DNA editing to rid embyros of serious diseases takes step closer

DNA editing to rid embyros of serious diseases takes step closer
Families with histories of genetic diseases, like cystic fibrosis, sickle cell anemia and some cancers, could find relief in the future after a leading US Science panel sanctioned human genome editing, with oversight.

“Clinical trials for genome editing – adding, removing, or replacing DNA base pairs in gametes or early embryos – could be permitted in the future, but only for serious conditions under stringent oversight,” The National Academies of Sciences, Engineering and Medicine said in a report issued on Tuesday.

The endorsement comes as new approaches are revolutionizing scientific research by enabling scientists to make changes to DNA. Using Meganucleases, engineered versions of naturally occurring restriction enzymes, the results are precise, efficient, and flexible and less expensive.

The scientific panel’s conclusions were also drawn in response to a long-standing taboo in making changes in genes to the human genome over concerns that such alterations would be inherited by future generations and concerns that any tampering could lead to the creation of new diseases, and become part of the human gene pool, according to NPR.

Genome editing is already being planned for use in clinical trials of people to correct diseases caused by a single gene mutation, such as sickle cell disease. But these therapies affect only the patient.

Scientists in Stockholm are editing DNA to better understand human embryonic development and see what causes infertility or could help women have healthy babies.

Researchers in London are using the tool to modify mosquitoes that spread malaria and to try and wipe out the gene that kills hundreds of thousands of people every year, most of them children.

There is caution in the 246-page report Human Genome Editing: Science, Ethics and Governance about what would be permissible.

Basic research genome editing is already underway in early stages of development and trials for clinical applications for non-heritable cells in the US. The therapies affect only the patient and not any offspring because of present US government restrictions prohibiting the use of federal funds in research on human embryos.

There is public concern about using genome editing which many see as crossing an “ethically inviolable” line where human traits and capacities such as physical strength could be enhanced.
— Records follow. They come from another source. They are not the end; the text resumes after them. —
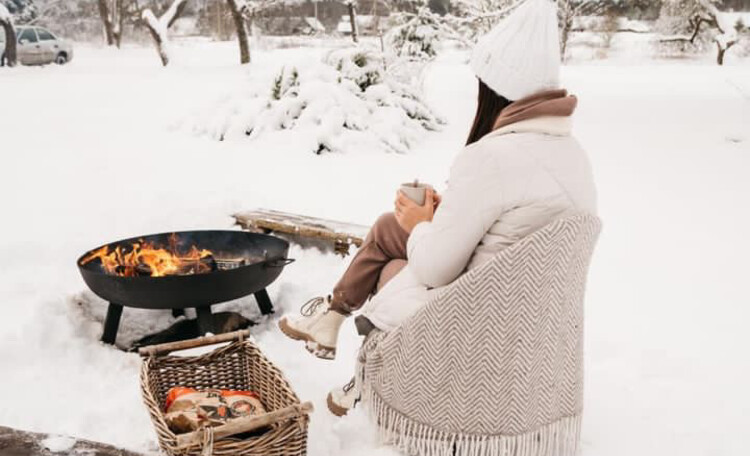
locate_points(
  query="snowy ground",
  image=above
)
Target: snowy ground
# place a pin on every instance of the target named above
(98, 150)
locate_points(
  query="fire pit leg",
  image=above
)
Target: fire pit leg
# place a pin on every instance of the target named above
(264, 302)
(205, 319)
(111, 323)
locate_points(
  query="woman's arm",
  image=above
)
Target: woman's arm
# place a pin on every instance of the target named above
(438, 251)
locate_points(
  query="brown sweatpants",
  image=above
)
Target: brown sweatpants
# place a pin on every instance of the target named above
(381, 256)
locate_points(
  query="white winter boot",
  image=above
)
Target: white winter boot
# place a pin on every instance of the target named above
(341, 400)
(318, 326)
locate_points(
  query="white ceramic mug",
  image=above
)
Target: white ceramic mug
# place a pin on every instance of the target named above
(415, 191)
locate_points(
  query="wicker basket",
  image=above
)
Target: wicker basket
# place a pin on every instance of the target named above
(238, 366)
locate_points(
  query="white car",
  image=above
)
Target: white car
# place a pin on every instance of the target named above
(38, 46)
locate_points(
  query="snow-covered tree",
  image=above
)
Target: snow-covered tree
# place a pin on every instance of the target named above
(8, 55)
(681, 22)
(23, 11)
(474, 18)
(112, 13)
(569, 10)
(158, 27)
(416, 36)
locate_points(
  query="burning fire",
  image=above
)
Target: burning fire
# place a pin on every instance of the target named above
(148, 259)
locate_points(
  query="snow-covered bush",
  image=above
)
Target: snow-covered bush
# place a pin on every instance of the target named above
(471, 19)
(346, 103)
(416, 36)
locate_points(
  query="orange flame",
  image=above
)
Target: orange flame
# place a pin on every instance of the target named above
(147, 259)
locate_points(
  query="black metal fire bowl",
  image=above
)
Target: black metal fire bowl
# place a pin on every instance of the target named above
(268, 255)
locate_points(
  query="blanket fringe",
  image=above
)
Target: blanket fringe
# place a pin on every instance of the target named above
(559, 438)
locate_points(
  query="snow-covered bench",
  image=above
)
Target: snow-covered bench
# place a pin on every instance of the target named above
(304, 230)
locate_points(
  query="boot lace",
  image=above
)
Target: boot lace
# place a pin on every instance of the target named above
(309, 308)
(348, 387)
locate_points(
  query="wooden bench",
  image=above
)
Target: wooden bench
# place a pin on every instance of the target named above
(304, 230)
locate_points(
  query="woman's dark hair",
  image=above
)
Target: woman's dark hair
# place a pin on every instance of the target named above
(489, 106)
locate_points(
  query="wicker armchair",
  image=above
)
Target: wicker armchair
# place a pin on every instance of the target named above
(494, 364)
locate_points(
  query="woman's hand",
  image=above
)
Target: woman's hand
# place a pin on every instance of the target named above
(409, 214)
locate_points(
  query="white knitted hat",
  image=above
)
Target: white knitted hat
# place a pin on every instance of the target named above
(521, 55)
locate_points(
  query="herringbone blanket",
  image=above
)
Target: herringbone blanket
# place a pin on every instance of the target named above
(494, 364)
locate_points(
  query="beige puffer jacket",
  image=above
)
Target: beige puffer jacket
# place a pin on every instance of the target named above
(509, 184)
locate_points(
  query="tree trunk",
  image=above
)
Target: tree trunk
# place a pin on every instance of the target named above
(158, 27)
(120, 8)
(722, 51)
(353, 20)
(107, 21)
(159, 43)
(239, 24)
(10, 54)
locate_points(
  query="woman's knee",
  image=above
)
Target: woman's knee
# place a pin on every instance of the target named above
(384, 224)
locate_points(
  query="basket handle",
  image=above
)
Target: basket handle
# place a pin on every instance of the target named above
(162, 349)
(245, 424)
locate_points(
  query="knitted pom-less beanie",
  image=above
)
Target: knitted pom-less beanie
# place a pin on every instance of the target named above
(521, 55)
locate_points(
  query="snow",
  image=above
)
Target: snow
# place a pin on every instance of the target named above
(96, 151)
(58, 443)
(4, 14)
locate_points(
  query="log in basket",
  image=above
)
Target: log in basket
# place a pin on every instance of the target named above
(237, 366)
“Genome editing to enhance traits or abilities beyond ordinary health raises concerns about whether the benefits can outweigh the risks, and about fairness if available to some people,” Alta Charo, Professor of law and bioethics at the University of Wisconsin-Madison said.

The report recommends genome editing for enhancement should “not be allowed at this time” and public discussion should be solicited before allowing clinical trials.
The report recommends overarching principles to be used by a nation when governing human genome editing research or applications. Among the principles are: well-being, transparency, due care, responsible science, respect for persons, fairness and transnational cooperation.